Kingsolver´s earlier work The Poisonwood Bible, led me to investigate the horrifying history of the Belgian Congo, and portrayed some of the difficulties that westerners have in trying to understand Africa in its post-imperial status. It was a revelation.
I had expected something equally powerful in The Lacuna, winner of the Orange Prize for Fiction, 2010. The cover might have discouraged me. What sort of exciting story can be constructed around Lacuna, a posh word for a gap? The cover also shows Bestselling author of The Poisonwood Bible. Even as a literary agent, I should prefer Author of bestselling The Poisonwood Bible. I started this book with misgiving.

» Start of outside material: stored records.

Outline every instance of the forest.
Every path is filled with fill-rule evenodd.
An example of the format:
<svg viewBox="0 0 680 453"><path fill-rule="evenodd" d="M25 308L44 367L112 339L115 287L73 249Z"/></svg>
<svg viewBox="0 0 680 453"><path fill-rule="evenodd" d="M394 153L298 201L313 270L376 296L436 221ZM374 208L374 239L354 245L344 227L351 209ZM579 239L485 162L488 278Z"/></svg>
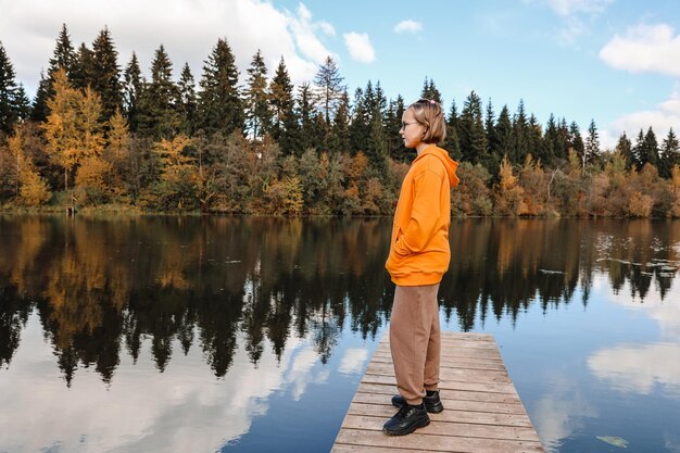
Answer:
<svg viewBox="0 0 680 453"><path fill-rule="evenodd" d="M350 92L330 56L294 86L284 58L270 73L257 50L243 74L219 38L197 84L162 45L147 76L108 28L76 48L64 24L48 63L29 99L0 41L1 211L391 215L415 156L402 96ZM443 100L427 76L420 96ZM680 217L672 128L602 149L594 119L542 124L521 99L496 112L471 91L445 111L454 216Z"/></svg>

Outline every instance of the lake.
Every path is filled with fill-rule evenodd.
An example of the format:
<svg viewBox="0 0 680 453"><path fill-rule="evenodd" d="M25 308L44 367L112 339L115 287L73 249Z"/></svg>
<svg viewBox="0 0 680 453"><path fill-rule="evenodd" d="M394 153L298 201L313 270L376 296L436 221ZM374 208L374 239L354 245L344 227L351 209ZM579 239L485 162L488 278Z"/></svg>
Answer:
<svg viewBox="0 0 680 453"><path fill-rule="evenodd" d="M386 330L389 219L0 215L0 452L328 452ZM680 222L451 225L546 452L680 452Z"/></svg>

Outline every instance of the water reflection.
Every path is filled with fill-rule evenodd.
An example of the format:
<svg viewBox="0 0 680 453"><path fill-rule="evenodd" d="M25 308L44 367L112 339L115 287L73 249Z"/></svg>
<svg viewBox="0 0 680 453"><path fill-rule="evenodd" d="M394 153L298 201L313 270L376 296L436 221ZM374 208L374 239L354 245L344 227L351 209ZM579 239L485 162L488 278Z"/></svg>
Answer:
<svg viewBox="0 0 680 453"><path fill-rule="evenodd" d="M199 348L224 377L239 345L260 366L265 348L280 361L307 334L326 363L345 319L366 337L388 318L388 240L377 219L4 217L0 361L11 363L35 309L67 385L79 365L111 382L144 339L159 372ZM466 221L451 242L440 297L465 331L490 315L515 324L534 301L569 304L579 287L588 304L599 273L615 293L647 303L654 284L664 301L680 263L680 223ZM680 324L668 328L678 338Z"/></svg>

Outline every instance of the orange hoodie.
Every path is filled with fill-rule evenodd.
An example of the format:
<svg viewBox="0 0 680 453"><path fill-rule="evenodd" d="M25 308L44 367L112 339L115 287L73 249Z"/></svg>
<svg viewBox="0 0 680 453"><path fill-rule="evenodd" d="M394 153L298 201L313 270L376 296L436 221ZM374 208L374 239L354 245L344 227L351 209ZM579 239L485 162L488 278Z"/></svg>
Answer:
<svg viewBox="0 0 680 453"><path fill-rule="evenodd" d="M413 161L396 203L390 255L385 267L399 286L435 285L449 269L451 188L457 162L430 146Z"/></svg>

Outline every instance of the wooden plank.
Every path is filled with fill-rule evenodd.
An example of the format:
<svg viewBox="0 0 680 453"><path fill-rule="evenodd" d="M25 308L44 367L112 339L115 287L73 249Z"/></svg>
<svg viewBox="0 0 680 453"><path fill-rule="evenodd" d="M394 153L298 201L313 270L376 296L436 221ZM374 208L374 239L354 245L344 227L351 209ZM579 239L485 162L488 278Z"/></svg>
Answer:
<svg viewBox="0 0 680 453"><path fill-rule="evenodd" d="M389 334L383 335L332 452L543 452L493 336L442 332L440 378L444 411L408 436L385 435L382 425L396 411L396 382Z"/></svg>

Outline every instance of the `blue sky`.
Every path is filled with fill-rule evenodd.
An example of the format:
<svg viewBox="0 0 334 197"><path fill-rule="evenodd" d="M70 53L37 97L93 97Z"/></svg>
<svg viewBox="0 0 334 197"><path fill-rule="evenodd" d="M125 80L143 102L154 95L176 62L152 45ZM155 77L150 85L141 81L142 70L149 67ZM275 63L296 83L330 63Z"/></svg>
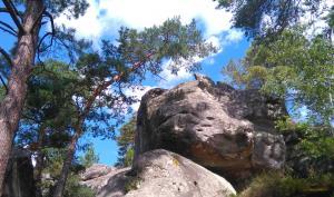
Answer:
<svg viewBox="0 0 334 197"><path fill-rule="evenodd" d="M328 2L331 2L330 0ZM77 30L78 38L87 38L94 41L94 47L99 48L101 39L117 38L118 29L122 26L143 30L151 26L161 24L166 19L180 17L183 23L196 19L205 39L219 48L219 52L202 60L202 73L215 81L222 81L222 68L230 59L242 58L249 41L243 32L232 28L232 13L217 10L217 3L212 0L88 0L90 7L86 14L77 20L69 20L65 14L55 20L57 24L65 24ZM2 6L0 3L0 6ZM1 20L9 20L0 13ZM13 39L0 32L1 46L10 49ZM179 82L194 80L193 75L180 70L178 76L170 75L168 62L163 66L164 80L146 80L144 90L126 91L128 95L141 97L154 87L171 88ZM131 106L135 110L138 104ZM112 165L117 159L117 146L112 140L82 137L81 141L94 144L100 162Z"/></svg>
<svg viewBox="0 0 334 197"><path fill-rule="evenodd" d="M180 17L183 23L189 23L196 19L205 39L219 49L219 52L202 61L202 73L218 81L223 79L222 67L229 59L242 58L249 42L239 30L232 29L232 14L216 9L216 2L210 0L88 0L90 7L86 14L78 20L69 20L61 16L55 20L57 24L65 24L77 30L78 38L87 38L94 41L94 47L99 48L101 39L117 38L118 29L122 26L143 30L151 26L161 24L173 17ZM2 7L2 3L0 3ZM10 22L10 18L0 13L2 21ZM1 47L11 49L16 39L0 31ZM168 62L164 66L161 77L164 80L146 80L144 90L131 91L128 95L141 97L147 90L161 87L171 88L179 82L194 80L193 75L180 70L174 76L168 70ZM131 106L135 110L139 104ZM117 145L112 140L84 136L80 141L92 142L100 162L112 165L117 160ZM80 152L79 152L80 155Z"/></svg>
<svg viewBox="0 0 334 197"><path fill-rule="evenodd" d="M173 17L180 17L183 23L196 19L204 37L219 52L202 60L202 73L214 80L223 80L220 70L230 59L238 59L245 55L249 42L243 37L242 31L232 29L232 14L217 10L217 3L210 0L89 0L90 7L86 14L78 20L68 20L60 17L56 23L63 23L77 30L80 38L94 40L94 46L99 47L101 38L117 38L117 30L121 26L143 30L154 24L161 24ZM179 82L194 80L193 75L180 70L178 76L170 75L168 63L164 66L160 76L164 80L149 79L144 82L144 90L126 91L128 95L141 97L154 87L171 88ZM136 110L139 104L134 105ZM89 140L94 144L100 162L112 165L117 159L117 145L112 140L94 139L86 136L81 141Z"/></svg>

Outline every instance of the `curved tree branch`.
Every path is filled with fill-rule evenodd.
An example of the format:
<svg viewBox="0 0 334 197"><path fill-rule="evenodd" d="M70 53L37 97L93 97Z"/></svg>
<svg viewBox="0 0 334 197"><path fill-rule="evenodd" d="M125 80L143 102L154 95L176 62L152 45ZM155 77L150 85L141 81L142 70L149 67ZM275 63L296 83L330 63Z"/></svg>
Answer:
<svg viewBox="0 0 334 197"><path fill-rule="evenodd" d="M8 33L13 35L13 36L18 35L18 32L11 26L9 26L8 23L6 23L3 21L0 21L0 24L2 24L2 26L4 26L6 28L9 29L8 30L8 29L4 29L4 28L1 28L3 31L7 31Z"/></svg>
<svg viewBox="0 0 334 197"><path fill-rule="evenodd" d="M4 57L4 59L7 60L8 65L9 65L10 67L12 67L13 63L12 63L12 61L11 61L11 58L10 58L9 53L7 53L6 50L2 49L1 47L0 47L0 53Z"/></svg>
<svg viewBox="0 0 334 197"><path fill-rule="evenodd" d="M24 29L19 20L19 13L18 10L16 9L16 7L12 4L11 0L2 0L3 4L6 6L11 19L13 20L13 22L16 23L16 26L19 29L19 32L24 32Z"/></svg>
<svg viewBox="0 0 334 197"><path fill-rule="evenodd" d="M7 85L6 85L4 80L3 80L3 78L1 77L1 75L0 75L0 80L1 80L1 83L3 85L3 87L4 87L4 89L6 89L6 95L7 95L7 93L8 93L8 87L7 87Z"/></svg>
<svg viewBox="0 0 334 197"><path fill-rule="evenodd" d="M16 33L11 32L10 30L8 30L8 29L6 29L6 28L3 28L3 27L0 27L0 29L1 29L2 31L4 31L4 32L8 32L9 35L11 35L11 36L13 36L13 37L17 37Z"/></svg>

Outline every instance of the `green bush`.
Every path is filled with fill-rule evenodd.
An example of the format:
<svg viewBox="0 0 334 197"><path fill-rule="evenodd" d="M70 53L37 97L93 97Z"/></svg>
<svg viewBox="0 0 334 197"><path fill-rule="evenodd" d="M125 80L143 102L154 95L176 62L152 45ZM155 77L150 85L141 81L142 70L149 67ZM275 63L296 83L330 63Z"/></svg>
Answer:
<svg viewBox="0 0 334 197"><path fill-rule="evenodd" d="M334 175L295 178L279 171L262 174L238 197L306 197L330 196L334 193Z"/></svg>

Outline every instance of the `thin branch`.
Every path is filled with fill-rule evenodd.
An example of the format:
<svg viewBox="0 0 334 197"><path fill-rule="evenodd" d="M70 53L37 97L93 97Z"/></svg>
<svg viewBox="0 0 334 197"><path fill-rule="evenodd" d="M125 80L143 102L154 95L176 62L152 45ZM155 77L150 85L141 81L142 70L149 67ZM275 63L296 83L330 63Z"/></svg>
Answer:
<svg viewBox="0 0 334 197"><path fill-rule="evenodd" d="M10 56L9 56L9 55L6 52L6 50L2 49L1 47L0 47L0 53L4 57L4 59L7 60L7 62L9 63L9 66L12 67L13 63L12 63L12 61L11 61Z"/></svg>
<svg viewBox="0 0 334 197"><path fill-rule="evenodd" d="M52 14L51 14L50 12L46 11L46 10L43 10L43 14L50 19L50 22L51 22L51 31L52 31L52 33L55 35L55 32L56 32L55 29L56 29L56 28L55 28L55 22L53 22L53 17L52 17Z"/></svg>
<svg viewBox="0 0 334 197"><path fill-rule="evenodd" d="M33 21L33 24L30 29L30 32L33 31L33 29L37 27L37 24L39 23L39 21L41 20L43 13L46 11L46 7L41 10L41 12L38 14L38 18L36 19L36 21Z"/></svg>
<svg viewBox="0 0 334 197"><path fill-rule="evenodd" d="M0 8L0 13L2 13L2 12L9 13L9 11L8 11L7 8ZM22 20L23 12L18 11L17 13L18 13L18 16L21 18L21 20Z"/></svg>
<svg viewBox="0 0 334 197"><path fill-rule="evenodd" d="M16 26L19 29L19 32L23 33L24 29L20 22L20 20L18 19L18 13L17 13L17 9L13 7L13 4L11 3L10 0L2 0L3 4L6 6L11 19L13 20L13 22L16 23Z"/></svg>
<svg viewBox="0 0 334 197"><path fill-rule="evenodd" d="M2 82L2 85L4 87L4 89L6 89L6 95L7 95L8 93L8 87L7 87L6 82L4 82L4 80L2 79L1 75L0 75L0 80L1 80L1 82Z"/></svg>
<svg viewBox="0 0 334 197"><path fill-rule="evenodd" d="M1 12L8 12L7 8L0 8L0 13Z"/></svg>
<svg viewBox="0 0 334 197"><path fill-rule="evenodd" d="M9 35L13 36L13 37L18 37L16 33L11 32L10 30L3 28L3 27L0 27L0 29L4 32L8 32Z"/></svg>
<svg viewBox="0 0 334 197"><path fill-rule="evenodd" d="M53 37L55 37L55 33L56 33L56 28L55 28L53 17L51 16L51 13L49 13L48 11L46 11L46 9L43 9L42 12L41 12L41 14L40 14L40 17L42 18L43 16L46 16L46 17L48 17L48 18L50 19L50 22L51 22L51 32L47 32L47 33L40 39L40 41L39 41L39 43L38 43L38 47L37 47L37 58L38 58L38 60L39 60L40 62L41 62L41 60L40 60L39 53L41 52L40 47L41 47L43 40L45 40L48 36L51 36L51 41L50 41L50 43L43 49L43 50L47 50L48 48L50 48L50 47L53 45ZM38 20L40 20L40 19L38 19ZM38 21L38 20L37 20L37 21ZM36 26L36 23L35 23L33 26ZM33 28L32 28L32 29L33 29Z"/></svg>
<svg viewBox="0 0 334 197"><path fill-rule="evenodd" d="M9 1L9 3L11 4L12 9L14 10L16 14L20 17L21 21L23 20L22 19L22 13L17 9L17 7L13 4L12 1Z"/></svg>
<svg viewBox="0 0 334 197"><path fill-rule="evenodd" d="M18 35L18 32L8 23L0 21L0 24L4 26L6 28L8 28L11 31L11 35ZM8 32L8 31L7 31Z"/></svg>
<svg viewBox="0 0 334 197"><path fill-rule="evenodd" d="M41 47L43 40L45 40L48 36L52 36L52 37L51 37L51 41L50 41L50 43L43 49L43 51L46 51L49 47L51 47L52 43L53 43L53 33L51 33L51 32L47 32L47 33L40 39L40 41L39 41L39 43L38 43L38 47L37 47L37 59L38 59L38 61L40 61L40 62L42 62L42 61L40 60L40 56L39 56L40 52L42 52L42 51L40 50L40 47Z"/></svg>
<svg viewBox="0 0 334 197"><path fill-rule="evenodd" d="M154 52L150 52L146 56L146 59L150 59L154 56ZM87 105L84 108L84 111L80 116L80 119L85 119L85 117L88 115L88 112L90 111L90 108L94 104L94 101L96 100L96 98L105 90L107 89L110 85L112 85L114 82L118 82L121 80L121 78L128 73L128 72L134 72L136 71L138 68L140 68L143 65L145 65L146 61L138 61L136 63L134 63L134 66L127 71L121 71L120 73L114 76L109 81L105 81L101 85L99 85L92 92L91 97L88 98L87 100Z"/></svg>

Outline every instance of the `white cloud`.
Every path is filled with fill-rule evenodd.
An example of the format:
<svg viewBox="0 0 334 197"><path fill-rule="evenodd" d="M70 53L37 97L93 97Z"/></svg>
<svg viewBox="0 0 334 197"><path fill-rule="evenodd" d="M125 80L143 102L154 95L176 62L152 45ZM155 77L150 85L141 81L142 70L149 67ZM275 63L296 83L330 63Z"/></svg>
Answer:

The characters portrayed in this book include Diego Rivera, Frida Kahlo, Joe McCarthy and Leon Trotsky, names that evoke themes of passion, murder, politics, witch hunts, adultery. It would seem that this book could scarcely fail to excite. But what we actually get is ironically a lacuna - such a hiatus in the interpretion of events that it is difficult to engage with and believe in the story.
We begin with a number of lacunae. There is the gap left by a missing father and gaps in the sentences spoken by the mother. Salomé (the protaganist´s mother) speaks in wisecracks and short sentences. Maybe the author is trying to convey the patois of contemporary USA and Salomé´s shallow character but comments such as no use crying over a spilt father are forced and unattractive; one´s sympathy is immediately with the missing father. We have more lacunae in the disjointed nature of the work - interruptions in the guise of archivist´s missing notes and quick changes of scenery; no idea is followed through enough detail to allow the reader to appreciate the sense of time and place necessary for such characters to display their greatness.
The hero of the book, Harrison Shepherd, suffers from a mother who does not behave like a mother and very quickly Harrison is packed off to his father, who immediately then packs him off to school. Harrison is unwanted and knows it: what kind of orphan has two living parents? The book is a story of Harrison´s short drifting life.
The next lacuna mentioned in the book is the name of a volcanic cave structure reached by means of an underwater tunnel. Harrison is fascinated by the underwater landscapes, floating on the sea is like flying: looking down on the city of fishes, watching them do their shopping. In some piscatorial Harrods, no doubt. As he gazes at the world through the water and practises holding his breath, his back becomes horribly sun-burned. In a lung-bursting effort, Harrison swims through the tunnel and into a magnificent cave that was used as a place of worship by the Aztecs. It is here that Harrison gets his inspiration for the best selling books he will write.
In the kitchen, Harrison makes cakes with sophisticated white flour rather than maize flour and he is able to make such good plaster that he gets a job for the wonderful painter and philanderer Diego Rivera, who is painting huge murals of Mexican history. When Harrison first sees Frida Kahlo she is out shopping and he offers to help. He soon becomes friendly with her. We learn about the Rivera/Kahlo menage - separate houses connected by a bridge; we learn a little about their habits, she cleans her own brushes and knives, a hundred times tidier than the Painter, who throws everything on the floor and stomps out in his cowboy boots; we find out about their infidelities. We do not learn about the depth of experience and passion that Rivera and Kahlo shared. They burn with a desire to express their emotions; their paintings are shocking and are meant to shock.
When Lev Trotsky arrives to live in the Kahlo/Rivera household you would expect fireworks, both intellectual and emotional. The actual description of this potentially explosive menage à trois is more like a damp squib but there are one or two surprises in store. The fact that our hero is hounded by the McCarthy Communist witch hunt and that he chooses to commit suicide is not a surprise. He returns to the watery lacuna of his youth, mourned by his archivist. One feels that it was a waste of time him being born and that a wonderful opportunity to paint a powerful and passionate story has been wasted. Instead of the passion, both personal and political, which governed the lives of Rivera, Kahlo, Trotsky and even McCarthy, we have been served this limp-wristed shrimp of a Harrison Shepherd.
The blurb on the back of the book shows that the Lacuna is the unspeakable breach between truth and public presumption. The real Lacuna is between our expectations for fireworks in this story and the damp squib it turns out to be.